Sa sainteté, sa doctrine, les services qu'il a rendus à l'Eglise, l'avaient déjà ceint d'une brillante auréole, et lui avaient assuré l'amour et la vénération de tous les fidèles, avant même que le successeur de Pierre eût écrit son nom au livre des élus ; et ce jugement solennel n'a fait qu'ajouter un plus vif éclat aux rayons qui couronnaient son front.
Aujourd'hui son nom est célèbre dans tout l'univers, et ses nombreux ouvrages sont une belle lumière qui éclaire dans le sentier qui conduit à la vie, non seulement ceux qui cherchent sérieusement le salut, mais encore ceux qui s'efforcent de gravir le sommet de la perfection évangélique, et ceux que la Providence a destinés à servir de guides et de soutiens aux uns et aux autres.
Il est un point de vue surtout sous lequel ce Saint est non-seulement admirable, mais imitable, de sorte qu'il doit nous paraître, extrêmement doux et facile de marcher sur ses traces ; c'est sa dévotion envers la Mère de Dieu ; Si tous les saints ont vénéré, ont aimé cette.grande Reine avec plus ou moins d'ardeur, selon l'attrait et l'impulsion de la grâce qui leur venait d'en haut, celui-ci l'a prise pour objet d'un culte spécial de respect, de dévouement affectueux, de tendresse filiale, et s'est réellement distingué par la manière dont il lui a rendu ce culte.

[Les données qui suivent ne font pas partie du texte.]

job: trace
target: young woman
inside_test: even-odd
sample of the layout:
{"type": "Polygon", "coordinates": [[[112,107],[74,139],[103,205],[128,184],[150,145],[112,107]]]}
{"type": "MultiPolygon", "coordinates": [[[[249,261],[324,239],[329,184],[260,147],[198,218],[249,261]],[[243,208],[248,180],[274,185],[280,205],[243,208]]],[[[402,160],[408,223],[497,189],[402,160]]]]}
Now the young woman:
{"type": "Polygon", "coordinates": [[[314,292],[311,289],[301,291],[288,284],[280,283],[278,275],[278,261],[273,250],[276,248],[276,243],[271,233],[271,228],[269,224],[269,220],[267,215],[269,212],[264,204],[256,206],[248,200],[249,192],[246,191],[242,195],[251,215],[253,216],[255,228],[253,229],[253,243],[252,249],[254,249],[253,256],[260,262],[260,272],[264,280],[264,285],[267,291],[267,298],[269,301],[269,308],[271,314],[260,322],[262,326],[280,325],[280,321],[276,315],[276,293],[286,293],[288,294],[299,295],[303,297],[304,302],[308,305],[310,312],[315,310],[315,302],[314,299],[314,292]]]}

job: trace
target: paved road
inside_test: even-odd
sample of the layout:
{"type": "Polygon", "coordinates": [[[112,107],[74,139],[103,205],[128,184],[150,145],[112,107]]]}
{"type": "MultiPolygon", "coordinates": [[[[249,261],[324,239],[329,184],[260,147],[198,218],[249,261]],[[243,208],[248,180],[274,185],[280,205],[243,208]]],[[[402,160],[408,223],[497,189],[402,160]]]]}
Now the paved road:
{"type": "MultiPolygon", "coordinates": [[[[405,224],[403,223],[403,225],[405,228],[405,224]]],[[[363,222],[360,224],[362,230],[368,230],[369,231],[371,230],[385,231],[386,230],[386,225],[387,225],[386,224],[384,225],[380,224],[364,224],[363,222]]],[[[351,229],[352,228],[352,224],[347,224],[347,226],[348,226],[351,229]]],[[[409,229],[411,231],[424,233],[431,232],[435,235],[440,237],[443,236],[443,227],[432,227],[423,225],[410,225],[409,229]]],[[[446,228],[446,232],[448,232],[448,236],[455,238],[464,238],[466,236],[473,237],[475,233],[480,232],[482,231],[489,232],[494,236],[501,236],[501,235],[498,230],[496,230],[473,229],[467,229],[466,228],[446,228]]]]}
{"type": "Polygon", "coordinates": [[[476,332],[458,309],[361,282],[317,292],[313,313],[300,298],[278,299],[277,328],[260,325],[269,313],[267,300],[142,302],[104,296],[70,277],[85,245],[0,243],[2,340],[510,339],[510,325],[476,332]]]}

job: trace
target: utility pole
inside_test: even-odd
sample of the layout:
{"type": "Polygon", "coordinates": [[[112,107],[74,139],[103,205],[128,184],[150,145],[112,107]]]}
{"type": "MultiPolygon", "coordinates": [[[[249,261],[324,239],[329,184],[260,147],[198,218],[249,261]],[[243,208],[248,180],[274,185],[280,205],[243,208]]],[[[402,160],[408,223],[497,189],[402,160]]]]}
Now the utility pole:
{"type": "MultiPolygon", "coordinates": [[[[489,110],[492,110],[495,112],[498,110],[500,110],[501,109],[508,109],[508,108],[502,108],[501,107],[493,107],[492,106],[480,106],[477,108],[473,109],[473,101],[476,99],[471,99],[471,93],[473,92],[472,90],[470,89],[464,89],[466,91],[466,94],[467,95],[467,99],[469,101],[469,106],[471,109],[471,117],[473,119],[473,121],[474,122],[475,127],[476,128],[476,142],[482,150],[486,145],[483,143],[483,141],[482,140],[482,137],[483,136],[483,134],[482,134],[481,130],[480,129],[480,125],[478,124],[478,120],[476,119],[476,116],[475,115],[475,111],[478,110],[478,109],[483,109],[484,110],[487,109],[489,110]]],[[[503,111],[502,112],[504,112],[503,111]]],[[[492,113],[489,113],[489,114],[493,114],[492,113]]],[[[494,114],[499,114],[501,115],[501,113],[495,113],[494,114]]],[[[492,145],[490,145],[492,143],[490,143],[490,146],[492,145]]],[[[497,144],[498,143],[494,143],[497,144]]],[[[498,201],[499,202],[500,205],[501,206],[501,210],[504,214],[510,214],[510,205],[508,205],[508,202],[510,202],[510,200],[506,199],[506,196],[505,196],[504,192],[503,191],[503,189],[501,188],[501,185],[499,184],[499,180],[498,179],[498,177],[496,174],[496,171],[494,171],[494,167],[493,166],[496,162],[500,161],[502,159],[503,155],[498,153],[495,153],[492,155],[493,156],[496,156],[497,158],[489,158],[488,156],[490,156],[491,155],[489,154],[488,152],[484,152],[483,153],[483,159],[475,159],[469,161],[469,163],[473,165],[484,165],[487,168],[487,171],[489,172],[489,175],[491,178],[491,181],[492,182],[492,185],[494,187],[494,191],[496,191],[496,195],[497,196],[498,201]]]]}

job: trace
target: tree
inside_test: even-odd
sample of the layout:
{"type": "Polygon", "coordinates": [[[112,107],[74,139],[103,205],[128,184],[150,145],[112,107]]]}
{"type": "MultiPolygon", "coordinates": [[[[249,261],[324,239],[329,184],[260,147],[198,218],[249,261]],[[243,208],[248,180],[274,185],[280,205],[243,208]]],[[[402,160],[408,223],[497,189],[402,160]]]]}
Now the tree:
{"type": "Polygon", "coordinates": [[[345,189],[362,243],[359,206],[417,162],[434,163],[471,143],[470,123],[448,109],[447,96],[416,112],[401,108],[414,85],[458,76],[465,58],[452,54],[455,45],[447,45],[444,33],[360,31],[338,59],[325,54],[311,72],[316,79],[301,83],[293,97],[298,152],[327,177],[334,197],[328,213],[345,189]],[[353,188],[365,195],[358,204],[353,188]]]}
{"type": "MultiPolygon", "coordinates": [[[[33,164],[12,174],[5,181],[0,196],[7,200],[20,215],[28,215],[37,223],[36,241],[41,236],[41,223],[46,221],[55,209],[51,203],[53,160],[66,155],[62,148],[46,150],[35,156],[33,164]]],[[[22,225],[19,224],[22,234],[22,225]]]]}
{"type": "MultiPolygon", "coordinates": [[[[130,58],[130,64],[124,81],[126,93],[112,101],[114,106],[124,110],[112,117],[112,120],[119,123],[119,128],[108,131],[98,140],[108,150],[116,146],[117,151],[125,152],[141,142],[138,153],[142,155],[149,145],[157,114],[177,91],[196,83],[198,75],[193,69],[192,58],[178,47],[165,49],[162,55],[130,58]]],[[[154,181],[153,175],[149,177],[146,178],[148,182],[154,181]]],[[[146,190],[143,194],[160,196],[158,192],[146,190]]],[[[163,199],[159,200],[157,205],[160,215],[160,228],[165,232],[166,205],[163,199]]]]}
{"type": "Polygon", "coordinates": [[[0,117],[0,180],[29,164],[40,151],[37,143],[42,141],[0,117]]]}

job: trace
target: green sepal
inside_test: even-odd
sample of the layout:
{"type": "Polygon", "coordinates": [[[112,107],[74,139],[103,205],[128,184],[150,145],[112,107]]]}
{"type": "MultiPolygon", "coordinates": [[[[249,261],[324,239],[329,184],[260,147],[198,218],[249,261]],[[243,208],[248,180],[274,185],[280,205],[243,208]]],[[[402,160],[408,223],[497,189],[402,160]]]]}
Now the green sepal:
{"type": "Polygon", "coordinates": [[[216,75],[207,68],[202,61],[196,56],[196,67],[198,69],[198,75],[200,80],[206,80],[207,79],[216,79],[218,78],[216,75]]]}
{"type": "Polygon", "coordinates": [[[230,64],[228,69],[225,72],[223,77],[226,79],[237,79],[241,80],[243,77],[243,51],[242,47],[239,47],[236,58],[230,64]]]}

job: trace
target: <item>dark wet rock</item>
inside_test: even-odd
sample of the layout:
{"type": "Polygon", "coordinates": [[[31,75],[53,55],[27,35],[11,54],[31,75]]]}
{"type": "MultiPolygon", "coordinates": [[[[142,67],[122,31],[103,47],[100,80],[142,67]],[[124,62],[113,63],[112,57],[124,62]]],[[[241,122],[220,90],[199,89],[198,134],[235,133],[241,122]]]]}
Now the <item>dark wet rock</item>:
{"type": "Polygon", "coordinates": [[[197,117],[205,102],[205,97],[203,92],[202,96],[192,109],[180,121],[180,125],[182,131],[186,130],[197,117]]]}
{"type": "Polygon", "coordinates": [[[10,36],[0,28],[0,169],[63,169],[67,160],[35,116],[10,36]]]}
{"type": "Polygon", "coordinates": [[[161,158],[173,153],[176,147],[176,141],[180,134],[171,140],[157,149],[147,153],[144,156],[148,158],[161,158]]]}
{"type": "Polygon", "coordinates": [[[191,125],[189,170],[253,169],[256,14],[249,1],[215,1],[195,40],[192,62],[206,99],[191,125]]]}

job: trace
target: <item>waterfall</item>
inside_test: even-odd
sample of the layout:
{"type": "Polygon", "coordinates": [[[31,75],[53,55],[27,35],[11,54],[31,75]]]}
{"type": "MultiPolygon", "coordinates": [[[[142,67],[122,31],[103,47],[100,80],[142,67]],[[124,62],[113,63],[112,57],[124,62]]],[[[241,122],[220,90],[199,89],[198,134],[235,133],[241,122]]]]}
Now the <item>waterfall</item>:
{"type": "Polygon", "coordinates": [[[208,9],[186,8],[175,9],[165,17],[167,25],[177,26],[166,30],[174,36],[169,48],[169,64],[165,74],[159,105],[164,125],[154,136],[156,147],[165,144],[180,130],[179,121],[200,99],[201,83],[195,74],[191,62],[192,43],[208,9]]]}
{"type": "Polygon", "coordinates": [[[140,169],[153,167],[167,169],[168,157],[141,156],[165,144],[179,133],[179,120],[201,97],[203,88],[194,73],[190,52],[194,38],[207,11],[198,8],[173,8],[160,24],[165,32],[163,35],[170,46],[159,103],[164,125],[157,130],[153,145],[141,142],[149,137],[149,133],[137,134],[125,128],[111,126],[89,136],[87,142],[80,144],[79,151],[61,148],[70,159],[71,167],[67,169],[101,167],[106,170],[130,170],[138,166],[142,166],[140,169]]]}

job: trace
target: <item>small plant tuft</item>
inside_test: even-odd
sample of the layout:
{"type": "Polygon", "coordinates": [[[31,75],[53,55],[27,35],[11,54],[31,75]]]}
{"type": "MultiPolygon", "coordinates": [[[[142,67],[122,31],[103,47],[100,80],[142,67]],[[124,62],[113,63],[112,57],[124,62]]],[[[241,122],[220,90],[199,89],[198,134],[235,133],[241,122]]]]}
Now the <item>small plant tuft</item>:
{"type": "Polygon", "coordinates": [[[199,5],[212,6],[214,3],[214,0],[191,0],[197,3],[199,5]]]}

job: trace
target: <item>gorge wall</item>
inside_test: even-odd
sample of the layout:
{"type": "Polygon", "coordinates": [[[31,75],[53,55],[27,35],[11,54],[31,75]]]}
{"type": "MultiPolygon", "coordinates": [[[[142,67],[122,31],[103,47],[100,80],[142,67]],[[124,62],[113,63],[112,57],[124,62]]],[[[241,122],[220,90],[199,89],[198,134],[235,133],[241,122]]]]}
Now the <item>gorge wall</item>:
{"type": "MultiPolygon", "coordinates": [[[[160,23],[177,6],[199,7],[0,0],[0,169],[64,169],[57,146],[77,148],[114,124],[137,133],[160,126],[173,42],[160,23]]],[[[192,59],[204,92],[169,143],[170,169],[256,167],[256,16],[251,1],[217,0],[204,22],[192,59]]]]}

Marie-Alphonse, issu d'une famille ancienne et illustre de Naples, et formé à la vertu par les exemples et les leçons ; d'une mère chérie du Ciel, suça d'elle, avec le lait, l'amour de la Vierge sainte.
Cette dévotion grandit en lui, avec l'âge et l'éducation, comme la jeune vigne qui s'étend et se développe à mesure que l'ormeau qui lui sert, d'appui lui prête ses rameaux officieux.
Jamais il ne passait un seul jour sans lui rendre des hommages particuliers au pied de ses autels.
Il parut dans le monde avec un heureux assemblage de dons naturels, de qualités et de vertus acquises qui lui présageaient dans l'avenir les succès les plus brillants, lorsqu'il entendit, la voix de Dieu qui l'appelait au ministère des autels ; rompant aussitôt avec le siècle, il entre dans une église où l'adorable Sacrement recevait les adorations des fidèles, se prosterne aux pieds du Sauveur, que sa foi lui découvre à travers les voiles eucharistiques, et lui fait de lui-même l'offrande la plus absolue : bientôt, suivant l'impulsion d'un cœur qui ne sépare jamais Jésus de Marie, il se lève, détache son épée et va la suspendre à l'autel de Notre-Dame de la Merci, résolu de vivre désormais uniquement occupé de la gloire du Fils et de la Mère.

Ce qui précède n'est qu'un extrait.